Thursday, September 15, 2011


From the net. My picture is out of focus. This a more mature chrysalis as it becomes more transparent closer to hatching. The early chrysalis is more bright green. We saw them of different ages but none this advanced.
It is a cool, sunny autumn day here. I went to a nursery with a friend. A salvia plant was covered with monarch chrysalises. The jade green case has shiny gold dots on the top ridge.It is amazing to see this. Alas I only had a camera phone which I couldn't see to focus due to the bright sun. The monarch caterpillar feeds solely on milkweed which is loaded with oxalic acid, very bitter and poisonous to birds. We saw some of the caterpillars too; large with yellow, black and orange stripes on them.As they are so easy to spot by humans and potential predators (birds), they must have a back-up plan to survive: bad taste.I assumed they would make  the chrysalis on the same plant they feed on but no, they crawl to a different plant. Maybe better cover? The adult form will emerge in the next few days and then fly away to Central Mexico.

The plant that they feed on has always fascinated me: the milkweed. The most common form can be fifteen feet tall covered with 6-8 inch long seed pods. This year has been especially good for them as the milkweed by the river is enormous. For cheap thrills, I used to break open the ripe pods in front of the kids so they would be amazed at the hundreds of silky parachutes emerging. The milkweed at the specialty Michigan perennial store was barely recognizable. This variety had tiny pods and they had let the Monarchs strip the leaves. I assume this variety was selected for its flowers, long past bloom.
My attempt to photograph the caterpillar but sadly I missed the target as it was too bright  to see the screen
And the poor phone camera couldn't figure out what I was focusing on. The gold dots,not the leaves silly camera!


Cheryl said...

Love this story Sue. The farm is loaded with milkweeds that grow wild and the garden filled with plants that feed butterflies. All remind me of my angel child. Now that spring has sprung it is time to check the process.

Debbi said...

This brought back memories of being a child and having these in school.
Thank you

Sue in Italia/In the Land Of Cancer said...
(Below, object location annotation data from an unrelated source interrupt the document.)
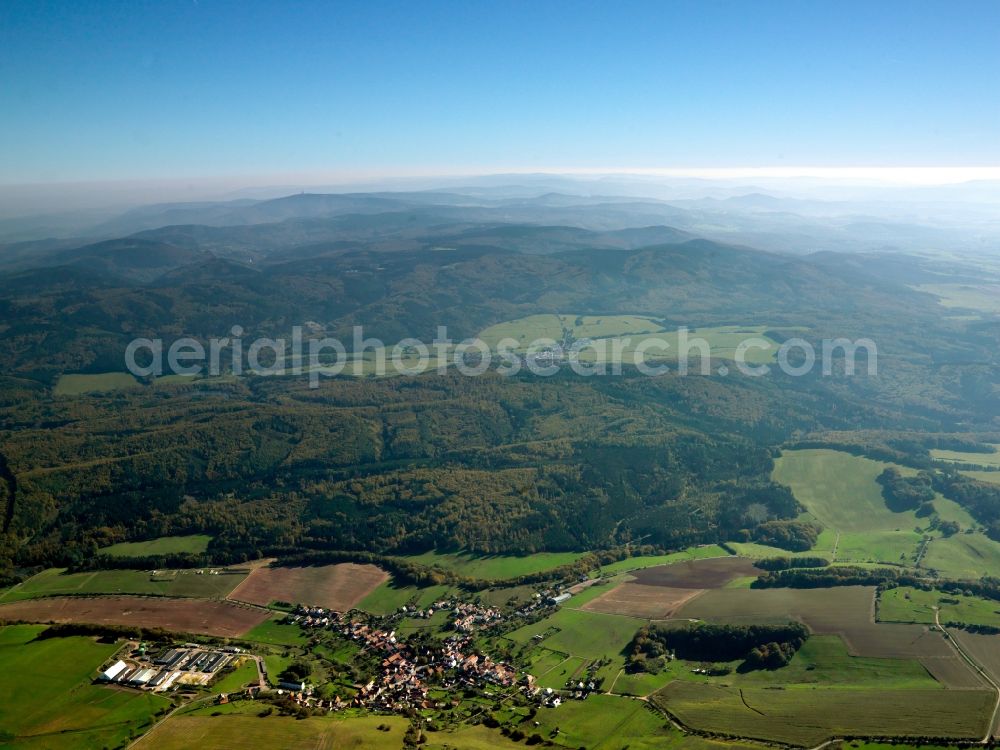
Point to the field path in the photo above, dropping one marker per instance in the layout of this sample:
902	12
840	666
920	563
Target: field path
982	673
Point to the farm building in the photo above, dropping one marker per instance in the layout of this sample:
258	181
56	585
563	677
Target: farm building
114	671
142	677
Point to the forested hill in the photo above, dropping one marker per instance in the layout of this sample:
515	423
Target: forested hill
489	464
79	317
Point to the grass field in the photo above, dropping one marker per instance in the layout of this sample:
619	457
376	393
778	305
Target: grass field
164	582
807	717
388	598
245	672
635	563
823	661
199	616
906	604
839	491
195	544
470	738
339	587
587	634
993	477
982	297
245	730
605	722
47	699
277	633
78	385
844	611
498	567
973	459
608	329
963	556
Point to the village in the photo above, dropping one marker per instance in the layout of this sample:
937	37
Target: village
407	673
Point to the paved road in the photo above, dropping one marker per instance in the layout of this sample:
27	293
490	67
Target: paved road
979	670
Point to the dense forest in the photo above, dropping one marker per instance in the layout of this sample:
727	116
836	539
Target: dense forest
760	646
490	464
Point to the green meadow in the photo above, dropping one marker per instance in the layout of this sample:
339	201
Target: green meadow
840	492
195	544
692	553
497	567
48	699
388	597
982	297
907	604
106	382
591	635
628	332
55	582
277	633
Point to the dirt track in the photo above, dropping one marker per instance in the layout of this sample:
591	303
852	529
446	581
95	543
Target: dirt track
198	616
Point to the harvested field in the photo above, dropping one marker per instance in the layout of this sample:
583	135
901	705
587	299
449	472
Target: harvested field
199	616
985	649
639	600
339	587
807	717
697	574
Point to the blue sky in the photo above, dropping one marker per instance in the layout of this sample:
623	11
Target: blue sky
106	90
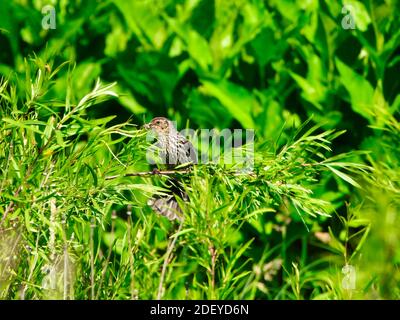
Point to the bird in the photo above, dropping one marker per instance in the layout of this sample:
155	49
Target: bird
174	150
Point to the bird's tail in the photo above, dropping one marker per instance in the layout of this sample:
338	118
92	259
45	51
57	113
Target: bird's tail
167	206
Monarchs in Australia? This set me up for a search Cheryl of their range and sure enough, the far southeast edge of Australia was shown which must include your farm. But it is almost fall here in our hemisphere. Would it be too soon to find them in Australia? And they must have shortened migrations there..

Cheryl said...

Sue, thanks for your response. There appeared to be no butterflies here when we began building. After Jeremy's accident, I anticipated the arrival of a beautiful purple butterfly as he is an Indigo child. Lo and behold we got not one, but two monarchs; one for Jezz and another for his dog that was put to sleep, remains cremated. They were almost real in the way they would follow Haydn when he left the farm house each morning on the tractor. He was fascinated by their antics, especially when they followed him back later in the day.
It is not too early for them here; we have many varieties now as we have selectively planted to attract them.